Annotation of 200 Insect Genomes with BRAKER for Consistent Comparisons across Species
Listed in
This article is not in any list yet, why not save it to one of your lists.Abstract
The annotation of genomes lags behind their sequencing and assembly. For example, of 5,092 insect species in GenBank, as one of the most widely used databases, only 375 currently have annotated genomes within this database.
Additionally, species that were previously annotated can benefit from reannotation using RNA-Seq and protein data that have been added since their last annotation, as well as from state-of-the-art annotation methods, whose accuracy has improved. Heterogeneous annotations performed with different tools and protein databases can introduce artifactual differences when comparing gene sets or gene structures between species.

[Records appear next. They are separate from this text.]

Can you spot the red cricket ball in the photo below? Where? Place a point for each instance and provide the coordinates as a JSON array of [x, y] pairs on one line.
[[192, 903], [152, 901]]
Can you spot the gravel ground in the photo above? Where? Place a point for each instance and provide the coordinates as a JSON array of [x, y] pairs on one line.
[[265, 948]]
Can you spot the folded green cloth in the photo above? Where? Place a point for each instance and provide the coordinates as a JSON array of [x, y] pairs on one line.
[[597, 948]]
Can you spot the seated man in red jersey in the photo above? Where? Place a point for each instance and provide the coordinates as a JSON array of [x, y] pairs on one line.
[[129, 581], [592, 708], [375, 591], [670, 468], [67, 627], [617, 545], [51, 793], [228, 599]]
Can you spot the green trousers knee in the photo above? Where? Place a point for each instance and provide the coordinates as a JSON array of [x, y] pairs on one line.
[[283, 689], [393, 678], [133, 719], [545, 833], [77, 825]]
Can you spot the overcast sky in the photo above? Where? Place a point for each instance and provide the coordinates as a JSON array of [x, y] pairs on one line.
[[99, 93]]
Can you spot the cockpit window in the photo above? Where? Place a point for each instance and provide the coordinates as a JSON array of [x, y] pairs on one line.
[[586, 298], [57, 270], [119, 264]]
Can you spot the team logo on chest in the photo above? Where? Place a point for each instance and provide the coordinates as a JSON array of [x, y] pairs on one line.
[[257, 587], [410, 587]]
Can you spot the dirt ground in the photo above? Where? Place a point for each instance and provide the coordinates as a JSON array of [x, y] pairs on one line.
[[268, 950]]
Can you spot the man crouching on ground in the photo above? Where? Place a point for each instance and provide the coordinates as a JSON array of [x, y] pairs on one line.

Recently, the BRAKER3 annotation pipeline was introduced that integrates evidence from RNA-Seq and from a protein database. It was benchmarked as one of the most accurate annotation methods. Here, we introduce an automated genome annotation workflow that allows to annotate a list of species with BRAKER3 and VARUS for RNA-Seq retrieval, or in the absence of transcriptome data, with BRAKER2, with minimal manual intervention. We selected a diverse set of 200 insect species from different families, including 85 species previously lacking annotations in GenBank. Using currently available RNA-Seq and protein sequence data, we applied our automated workflow to annotate these genomes and conducted downstream analyses typically performed in comparative genomics studies.
We present the resulting gene structures, protein sequences, gene ontology terms, orthologous gene groups and a species tree.